Autism Acceptance: Echolalia

Echolalia is described as the meaningless repeating of others’ phrases. I gotta tell you, though, echolalia has meaning sometimes.

My son and I watch a lot of Pixar movies. My son engages in a lot of echolalia, often never saying a word unless he heard it on a screen first. Most of his speech is reiterating a television show, commercial, movie, or YouTube video. So I get to hear a lot of “There are no red lights in a car chase!” (Big Hero 6) and “These facts an opinions are all so similar!” (Inside Out) and “Oh no, Slushious!” (Home, which is Dreamworks, so forgive me)

Through my own experience with echolalia, I’m here to tell you that, if you think about the context in which these phrases are said (tense situation, happy situation, sad situation) the phrases make sense. When I was little, I often took movie quotes and said the phrase that matched the emotion the movie made me feel at the time with the emotion I was feeling. Of course, I used Land Before Time, Beauty and the Beast, Aladdin, and 101 Dalmations rather than Pixar and Dreamworks movies.

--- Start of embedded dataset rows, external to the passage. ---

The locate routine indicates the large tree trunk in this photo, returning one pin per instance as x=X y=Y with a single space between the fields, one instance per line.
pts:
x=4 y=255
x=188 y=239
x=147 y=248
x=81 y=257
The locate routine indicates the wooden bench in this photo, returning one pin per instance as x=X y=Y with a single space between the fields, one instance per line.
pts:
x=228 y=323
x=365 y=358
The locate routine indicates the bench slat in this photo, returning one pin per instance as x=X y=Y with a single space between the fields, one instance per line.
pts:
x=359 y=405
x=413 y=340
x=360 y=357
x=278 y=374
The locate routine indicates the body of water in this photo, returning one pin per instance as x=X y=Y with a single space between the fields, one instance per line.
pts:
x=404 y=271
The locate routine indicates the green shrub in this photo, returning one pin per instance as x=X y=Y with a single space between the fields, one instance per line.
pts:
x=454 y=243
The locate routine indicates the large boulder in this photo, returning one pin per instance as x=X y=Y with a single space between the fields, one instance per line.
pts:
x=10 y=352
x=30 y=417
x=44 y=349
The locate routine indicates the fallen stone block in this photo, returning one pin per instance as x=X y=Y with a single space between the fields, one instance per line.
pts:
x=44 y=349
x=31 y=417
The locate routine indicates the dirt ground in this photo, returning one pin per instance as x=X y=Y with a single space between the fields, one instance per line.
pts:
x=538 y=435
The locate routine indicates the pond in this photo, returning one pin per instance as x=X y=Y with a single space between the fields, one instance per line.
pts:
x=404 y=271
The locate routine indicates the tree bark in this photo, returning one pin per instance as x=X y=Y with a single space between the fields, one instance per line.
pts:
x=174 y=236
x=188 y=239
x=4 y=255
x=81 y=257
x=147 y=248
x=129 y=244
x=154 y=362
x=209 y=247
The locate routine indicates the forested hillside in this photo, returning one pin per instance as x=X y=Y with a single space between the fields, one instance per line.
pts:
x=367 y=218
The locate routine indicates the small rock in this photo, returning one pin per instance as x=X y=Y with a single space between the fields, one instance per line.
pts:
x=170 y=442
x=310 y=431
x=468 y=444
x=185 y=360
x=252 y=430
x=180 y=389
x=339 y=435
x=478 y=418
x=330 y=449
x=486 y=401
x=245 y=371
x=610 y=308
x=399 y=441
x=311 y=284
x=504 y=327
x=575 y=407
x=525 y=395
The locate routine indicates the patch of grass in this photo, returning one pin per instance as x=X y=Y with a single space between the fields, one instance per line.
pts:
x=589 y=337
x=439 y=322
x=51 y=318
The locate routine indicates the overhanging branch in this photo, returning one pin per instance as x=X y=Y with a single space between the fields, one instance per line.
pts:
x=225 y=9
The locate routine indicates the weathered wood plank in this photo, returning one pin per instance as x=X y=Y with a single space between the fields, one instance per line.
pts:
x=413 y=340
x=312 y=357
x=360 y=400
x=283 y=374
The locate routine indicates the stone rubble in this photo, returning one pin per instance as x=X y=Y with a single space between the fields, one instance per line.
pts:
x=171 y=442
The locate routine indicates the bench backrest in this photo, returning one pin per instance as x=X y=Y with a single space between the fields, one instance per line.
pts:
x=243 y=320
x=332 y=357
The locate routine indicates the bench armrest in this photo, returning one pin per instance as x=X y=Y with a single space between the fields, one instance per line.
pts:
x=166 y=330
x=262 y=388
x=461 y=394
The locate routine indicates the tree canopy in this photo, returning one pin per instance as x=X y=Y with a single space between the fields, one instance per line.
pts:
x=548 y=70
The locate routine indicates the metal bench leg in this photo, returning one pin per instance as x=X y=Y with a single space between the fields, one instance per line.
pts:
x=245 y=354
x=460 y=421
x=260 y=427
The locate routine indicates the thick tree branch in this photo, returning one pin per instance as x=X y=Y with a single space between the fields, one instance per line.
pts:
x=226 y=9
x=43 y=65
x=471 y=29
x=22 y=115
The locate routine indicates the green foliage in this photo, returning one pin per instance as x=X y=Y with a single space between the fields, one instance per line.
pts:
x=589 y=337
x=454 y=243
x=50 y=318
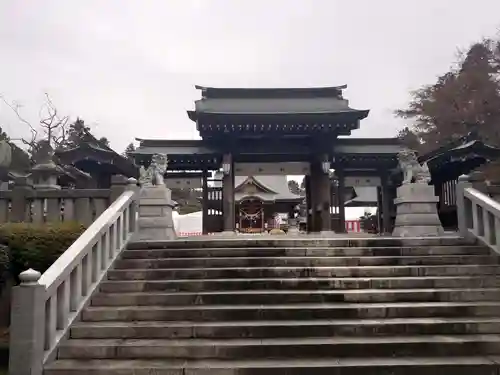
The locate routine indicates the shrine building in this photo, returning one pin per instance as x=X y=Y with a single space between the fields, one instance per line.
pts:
x=276 y=131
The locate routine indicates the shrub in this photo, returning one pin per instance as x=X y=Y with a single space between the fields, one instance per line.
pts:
x=37 y=246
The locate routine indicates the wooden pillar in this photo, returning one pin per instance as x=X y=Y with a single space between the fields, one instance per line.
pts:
x=386 y=205
x=325 y=197
x=315 y=182
x=204 y=203
x=380 y=225
x=341 y=193
x=228 y=206
x=307 y=183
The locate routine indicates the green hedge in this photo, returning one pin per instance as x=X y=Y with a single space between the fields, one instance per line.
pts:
x=35 y=246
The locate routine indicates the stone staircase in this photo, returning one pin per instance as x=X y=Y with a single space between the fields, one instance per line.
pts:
x=428 y=306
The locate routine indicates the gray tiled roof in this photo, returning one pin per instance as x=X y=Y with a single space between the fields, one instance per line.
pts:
x=277 y=185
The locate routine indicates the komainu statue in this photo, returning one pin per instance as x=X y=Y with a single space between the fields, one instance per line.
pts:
x=154 y=174
x=413 y=172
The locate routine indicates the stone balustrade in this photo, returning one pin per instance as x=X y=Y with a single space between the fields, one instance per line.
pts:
x=44 y=306
x=478 y=214
x=24 y=203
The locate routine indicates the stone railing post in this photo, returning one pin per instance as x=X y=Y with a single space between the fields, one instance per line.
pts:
x=27 y=327
x=20 y=210
x=119 y=184
x=133 y=185
x=463 y=183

I got in a lot of trouble for it for “not paying attention to what was happening,” though. I didn’t understand why, because the people in the movie felt sad too, so it was relevant to me. It matched. Even now, I have to stop myself from repeating movie lines. I remember the slaps, spankings, and stares full of hatred any time I opened my mouth as a child and stay quiet. I went from the weird, goofy kid to the shy and withdrawn child. I had learned that my mouth was my greatest enemy.

Now that I have my own child, I refuse to allow him the same pain I went through. Not by my hands, or anyone else’s, as long as I can help it. I can recognize happy phrases, upset phrases, sad phrases, hungry phrases, because I have the proper context from the movies we watch.

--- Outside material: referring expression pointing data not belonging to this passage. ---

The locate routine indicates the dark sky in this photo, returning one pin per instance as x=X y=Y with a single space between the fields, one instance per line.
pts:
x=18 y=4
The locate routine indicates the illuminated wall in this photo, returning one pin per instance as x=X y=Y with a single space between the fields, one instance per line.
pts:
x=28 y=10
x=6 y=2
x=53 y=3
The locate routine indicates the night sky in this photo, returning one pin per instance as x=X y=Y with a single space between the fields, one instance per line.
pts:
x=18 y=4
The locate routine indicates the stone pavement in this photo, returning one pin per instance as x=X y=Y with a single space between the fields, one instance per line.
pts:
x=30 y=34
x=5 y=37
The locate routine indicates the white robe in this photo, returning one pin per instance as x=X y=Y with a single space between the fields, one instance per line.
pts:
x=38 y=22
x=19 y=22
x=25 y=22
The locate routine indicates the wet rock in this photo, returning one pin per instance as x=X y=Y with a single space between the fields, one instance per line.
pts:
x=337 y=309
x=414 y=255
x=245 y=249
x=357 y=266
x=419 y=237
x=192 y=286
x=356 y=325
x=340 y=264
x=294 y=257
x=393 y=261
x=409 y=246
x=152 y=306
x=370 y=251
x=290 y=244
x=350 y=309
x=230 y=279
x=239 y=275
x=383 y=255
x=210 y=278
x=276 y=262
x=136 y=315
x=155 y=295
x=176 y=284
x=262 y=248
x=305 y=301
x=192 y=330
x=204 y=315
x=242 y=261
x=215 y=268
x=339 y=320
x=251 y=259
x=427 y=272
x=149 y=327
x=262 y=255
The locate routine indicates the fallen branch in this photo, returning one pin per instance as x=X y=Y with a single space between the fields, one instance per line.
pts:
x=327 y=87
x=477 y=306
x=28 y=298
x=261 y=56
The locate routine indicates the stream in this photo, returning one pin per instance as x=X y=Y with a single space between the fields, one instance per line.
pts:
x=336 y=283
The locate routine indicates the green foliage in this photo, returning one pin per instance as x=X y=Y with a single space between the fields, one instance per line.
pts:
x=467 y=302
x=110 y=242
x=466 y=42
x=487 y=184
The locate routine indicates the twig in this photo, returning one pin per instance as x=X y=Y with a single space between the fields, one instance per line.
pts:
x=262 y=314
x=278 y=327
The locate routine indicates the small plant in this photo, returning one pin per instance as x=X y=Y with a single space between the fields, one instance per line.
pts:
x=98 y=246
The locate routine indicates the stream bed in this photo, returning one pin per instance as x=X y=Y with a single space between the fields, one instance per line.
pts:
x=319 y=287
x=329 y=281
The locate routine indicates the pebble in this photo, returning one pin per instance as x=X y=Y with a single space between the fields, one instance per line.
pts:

Occasionally he asks for something himself, without prompting or using echolalia. But mostly he parrots what he hears, and that’s fine. One thing he will never hear from me is “Stop saying that,” followed by  name calling.

I am not saying that every person who does echolalia is exactly the same. I’m saying, if someone you know does this, it might be a good starting point in understanding what they’re trying to tell you. Echolalia is used in kids to learn language, which means it’s an important part of communication. That doesn’t stop when your child is six, or twelve, or eighteen, thirty, and so on. How often do people use quotes others say to convey a sentiment they can’t express properly? How often are movie, videogame, Bible, and song lyric quotes put on a pretty background on tattooed on us because it echoes a sentiment we couldn’t express in our own words?

Echolalia is important. Take it all in.